Cody’s father, Army Ranger Joe Kapacziewski, has been deployed 11 times since he joined the Army on Sept. 13, 2011. After his right leg was shattered by an enemy grenade in 2005, he chose to have it amputated to improve his mobility and remain a Ranger. (He is due back at Fort Benning, Georgia, this week from his latest deployment in Afghanistan.)
The Kapacziewskis and other military families whose children have autism are pressing for Congress to require Tricare to expand coverage for ABA.
They have found an outspoken ally in U.S. Rep. John Larson. The Democrat, who represents Connecticut’s 1st District, is a member of a congressional caucus on autism and he first learned about the military coverage gap from a group of constituents.
“To find out that your own government is denying this … it’s just insane,” Larson said. “You could have taken my jaw off the floor.”
Larson, along with Republican Rep. Tom Rooney of Florida, included a provision in the defense authorization bill that increases coverage for ABA for autism. The measure also extends ABA coverage to those with other developmental disabilities such as Down syndrome, which are currently not eligible under Tricare.
The bill passed the House last month and Larson expressed hope it will make it into the final version of the Senate bill as well. In that chamber, it has the backing of key members from both sides of the aisle, including Sen. Patty Murray, D-Wash., and Sen. Marco Rubio, R-Fla.
“This is a rarity in Congress where you get bipartisan support and consensus,” Larson said. “I’m optimistic about its success.”
The transient nature of military life makes the benefit all the more necessary, advocates say.
“Military families have a lot of more unique and challenging needs than many other families,” said Kathryn Greene, executive director of The Light House. Based in Groton, Conn., the facility provides educational services for children ages 7 to 21 with intellectual and developmental differences, many of whom hail from military families in southeastern Connecticut.
“If someone is sent overseas and deployed, they shouldn’t have to worry that their children are getting the services they need,” Greene added.
ABA treatment is especially important in the early years of a child’s life, immediately after diagnosis. Thirty-seven states require certain insurers to cover treatment of autism-spectrum disorders, provided such treatments are deemed “medically necessary.” The health insurance plan covering most federal employees also requires such coverage.
“If 37 states and the federal employees [insurance plan] consider it as necessary medical care, why should Tricare be different?” asked Karen Driscoll, associate director for federal government affairs and military relations for Autism Speaks.

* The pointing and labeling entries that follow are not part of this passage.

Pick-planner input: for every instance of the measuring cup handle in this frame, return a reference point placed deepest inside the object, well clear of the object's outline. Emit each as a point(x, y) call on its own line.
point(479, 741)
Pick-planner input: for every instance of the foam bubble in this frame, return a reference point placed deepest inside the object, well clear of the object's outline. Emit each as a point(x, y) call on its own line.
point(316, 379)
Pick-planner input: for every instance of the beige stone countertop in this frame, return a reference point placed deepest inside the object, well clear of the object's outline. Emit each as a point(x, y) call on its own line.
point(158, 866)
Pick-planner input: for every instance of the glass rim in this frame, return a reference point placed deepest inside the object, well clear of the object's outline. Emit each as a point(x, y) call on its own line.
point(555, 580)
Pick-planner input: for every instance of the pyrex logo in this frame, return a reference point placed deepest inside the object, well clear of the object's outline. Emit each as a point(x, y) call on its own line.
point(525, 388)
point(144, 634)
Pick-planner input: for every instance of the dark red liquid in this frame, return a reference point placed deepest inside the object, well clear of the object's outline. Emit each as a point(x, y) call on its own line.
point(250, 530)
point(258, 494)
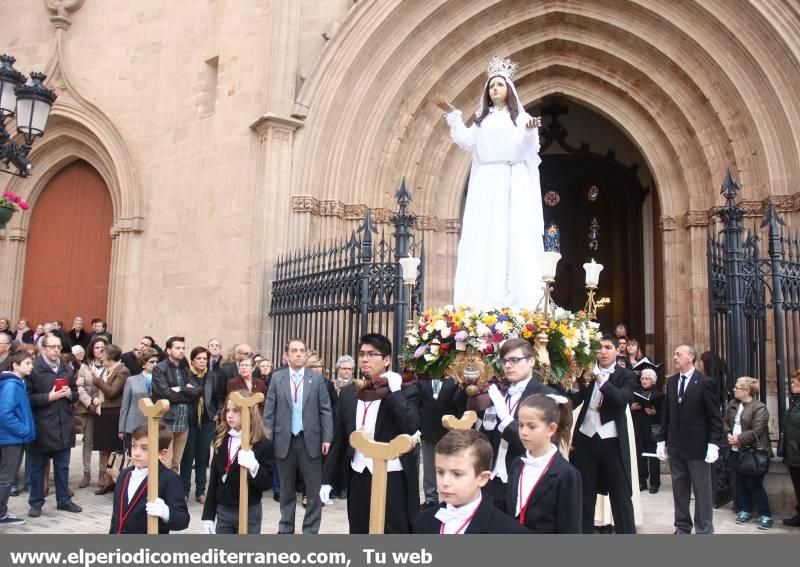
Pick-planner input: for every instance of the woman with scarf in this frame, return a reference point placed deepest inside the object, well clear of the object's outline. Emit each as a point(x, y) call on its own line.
point(504, 197)
point(136, 387)
point(109, 399)
point(202, 422)
point(88, 410)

Under current coverage, ABA therapy is capped at $36,000 annually, which pays for about 12 or 13 hours of treatment per week, Driscoll said. That leaves the families themselves to make up the difference — something that can be challenging on a military salary — or forgo the additional treatment.

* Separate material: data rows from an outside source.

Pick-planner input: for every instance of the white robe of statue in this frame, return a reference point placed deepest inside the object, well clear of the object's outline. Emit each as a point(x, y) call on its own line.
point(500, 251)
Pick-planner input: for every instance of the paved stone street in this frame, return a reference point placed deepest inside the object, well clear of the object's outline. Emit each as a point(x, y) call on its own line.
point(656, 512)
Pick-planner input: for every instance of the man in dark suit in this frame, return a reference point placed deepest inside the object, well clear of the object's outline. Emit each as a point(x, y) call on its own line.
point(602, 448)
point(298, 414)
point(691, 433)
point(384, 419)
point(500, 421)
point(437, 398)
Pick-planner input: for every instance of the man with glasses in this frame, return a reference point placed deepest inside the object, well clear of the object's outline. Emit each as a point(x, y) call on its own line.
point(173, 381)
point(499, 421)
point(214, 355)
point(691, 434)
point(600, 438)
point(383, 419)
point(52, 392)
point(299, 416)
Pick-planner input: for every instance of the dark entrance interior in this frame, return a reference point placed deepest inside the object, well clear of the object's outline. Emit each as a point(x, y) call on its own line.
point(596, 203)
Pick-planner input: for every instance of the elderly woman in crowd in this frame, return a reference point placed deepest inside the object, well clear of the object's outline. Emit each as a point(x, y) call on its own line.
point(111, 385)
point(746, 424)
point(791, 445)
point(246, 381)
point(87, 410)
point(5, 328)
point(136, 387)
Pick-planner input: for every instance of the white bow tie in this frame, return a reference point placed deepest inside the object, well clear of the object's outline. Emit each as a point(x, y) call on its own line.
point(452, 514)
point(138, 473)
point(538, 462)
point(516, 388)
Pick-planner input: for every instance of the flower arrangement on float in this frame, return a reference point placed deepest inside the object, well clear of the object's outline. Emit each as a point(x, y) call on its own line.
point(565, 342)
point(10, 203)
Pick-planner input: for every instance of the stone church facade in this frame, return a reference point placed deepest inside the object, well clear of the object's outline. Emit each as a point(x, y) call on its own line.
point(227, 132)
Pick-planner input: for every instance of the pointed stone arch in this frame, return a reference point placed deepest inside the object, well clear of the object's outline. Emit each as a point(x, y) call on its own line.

“Families are grateful for the benefits they have, but we want to make sure their needs are being met,” said Driscoll, the mother of a child with autism and the wife of a recently retired Marine.
Kimberly Kapacziewski said her family cannot afford to pay $36,000 more a year for the additional 12 hours of ABA that Cody should be receiving.
While he has made great strides, there are still challenges, his mother said. “He just wants to wear fleece all the time,” she said, a preference that’s just not practical in Georgia, where the family lives.
“The thing with autistic children is, the more early intervention you can get, the better,” Kimberly Kapacziewski said. “I just wish the legislators would understand that every day they’re waiting is another day we could be helping Cody.”